This complexed microcrystalline chitosan, due to its structural and
surface advantages, also binds additional amounts of cholesterol,
triglycerides and lipids, The complexation of cholesterol, other
sterols and triglycerides by microcrystalline chitosan according to
the invention is much higher and faster with beneficial
effectivity, in comparison with well-known initial chitosan. The
complexed cholesterol, other sterols and triglycerides with
accompanying lipids joined with microcrystalline chitosan are
excreted from the organism.
[0029] Microcrystalline chitosan according to the invention is
characterized by selective action against two different forms of
cholesterol. This microcrystalline chitosan complexes with the low
density cholesterol of LDL with a high effectivity, producing a
negative effect on hypercholesterolemic and hyperlipidemic
phenomena, and often slightly increasing the high density
cholesterol of HDL, having a positive action for a living organism,
such as a human.
[0030] Microcrystalline chitosan used according to the method of
invention is characterized by a special range of average molecular
weight with highest effectivity for complexation of cholesterol,
other sterols and triglycerides. The average molecular weight of
microcrystalline chitosan useful for reduction of serum cholesterol
content is much lower than for binding of lipid and it is not lower
than 1000 daltons, especially in the range of 10,000 to 300,000
daltons with deacetylation degree in the range of 60 to 99%,
especially 80 to 95%. The most important behaviour of
microcrystalline chitosan according to the invention is continuous
reduction of serum cholesterol content and stability of this
process, in contrast to the initial chitosan where this phenomenon
is not stable and usually is characterized by increase during its
application.
[0031] Microcrystalline chitosan in the form of an air-spray dried
powder with an average molecular weight of Mv=50.000 to 300.000
daltons and deacetylation degree of 70 to 90% has clinically
reduced the total serum cholesterol content during 5 months of its
oral administration by 16 to 25%, already in comparison to an
initial content measured after 3 months from starting the
treatment, depending on the individual test person behaviour. After
the same time the serum triglyceride content was reduced during two
months by 21 to 43% with the same test persons. The known initial
chitosan at similar conditions has reduced the total serum
cholesterol by 10% and triglycerides by 11 to 14% only.
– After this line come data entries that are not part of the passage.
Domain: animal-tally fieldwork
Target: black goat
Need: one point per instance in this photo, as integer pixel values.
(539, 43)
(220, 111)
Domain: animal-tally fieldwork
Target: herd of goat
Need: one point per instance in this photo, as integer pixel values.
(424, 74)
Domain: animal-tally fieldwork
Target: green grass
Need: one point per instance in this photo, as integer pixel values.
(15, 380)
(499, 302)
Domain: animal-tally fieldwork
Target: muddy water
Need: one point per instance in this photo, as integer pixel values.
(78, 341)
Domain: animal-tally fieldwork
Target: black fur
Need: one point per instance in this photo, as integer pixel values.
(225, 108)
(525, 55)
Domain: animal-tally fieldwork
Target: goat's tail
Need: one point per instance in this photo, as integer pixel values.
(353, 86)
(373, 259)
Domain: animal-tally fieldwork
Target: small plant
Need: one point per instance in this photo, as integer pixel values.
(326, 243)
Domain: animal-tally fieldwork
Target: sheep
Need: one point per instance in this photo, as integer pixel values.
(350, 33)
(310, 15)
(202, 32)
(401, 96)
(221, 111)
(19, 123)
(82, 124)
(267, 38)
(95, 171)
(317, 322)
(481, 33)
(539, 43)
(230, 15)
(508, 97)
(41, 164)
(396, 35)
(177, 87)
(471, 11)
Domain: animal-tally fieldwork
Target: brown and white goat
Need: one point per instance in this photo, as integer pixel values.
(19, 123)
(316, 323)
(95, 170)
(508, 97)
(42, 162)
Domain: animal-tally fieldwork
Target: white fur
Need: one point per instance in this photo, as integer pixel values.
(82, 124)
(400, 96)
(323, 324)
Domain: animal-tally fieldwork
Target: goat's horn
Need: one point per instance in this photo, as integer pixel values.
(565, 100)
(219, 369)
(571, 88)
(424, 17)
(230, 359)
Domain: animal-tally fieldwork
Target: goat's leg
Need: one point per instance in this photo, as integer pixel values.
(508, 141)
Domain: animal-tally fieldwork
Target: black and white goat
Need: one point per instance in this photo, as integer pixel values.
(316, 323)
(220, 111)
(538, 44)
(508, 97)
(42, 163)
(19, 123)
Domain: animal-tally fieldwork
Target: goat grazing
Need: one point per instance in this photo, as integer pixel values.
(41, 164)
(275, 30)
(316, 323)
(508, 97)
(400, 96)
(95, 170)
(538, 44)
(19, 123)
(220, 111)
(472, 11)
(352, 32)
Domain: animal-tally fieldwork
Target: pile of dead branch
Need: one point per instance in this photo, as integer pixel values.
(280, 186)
[0032] The advantage of microcrystalline chitosan use according to
the invention is connected with variety of its possible forms from
gel-like dispersion to powder. No special diet is necessary to be
used together with microcrystalline chitosan.
[0033] The following methods of the determination of
microcrystalline chitosan properties were used:
[0034] average molecular weight of microcrystalline chitosan:
according to a method described in "Chitin", Pergamon Press, New
York, 1977,
[0035] deacetylation degree of microcrystalline chitosan: according
to a method described in the International Journal of Biological
Macromolecules, Vol. 2, p. 115, 1980,
[0036] water retention value of microcrystalline chitosan:
according to a method described in the Cellulose Chemistry and
Technology, Vol. 11, p. 633, 1977,
[0037] fatty acids binding capacity for chitosan and
microcrystalline chitosan: according to the modified method
described in the Carbo. hydrate Polymers, v.22, p.117, 1993. The
binding capacity in percentage was calculated as the ratio of
amount of fatty acid salt in the form of sodium undecylenic bound
by chitosan to the total amount of this salt used for testing.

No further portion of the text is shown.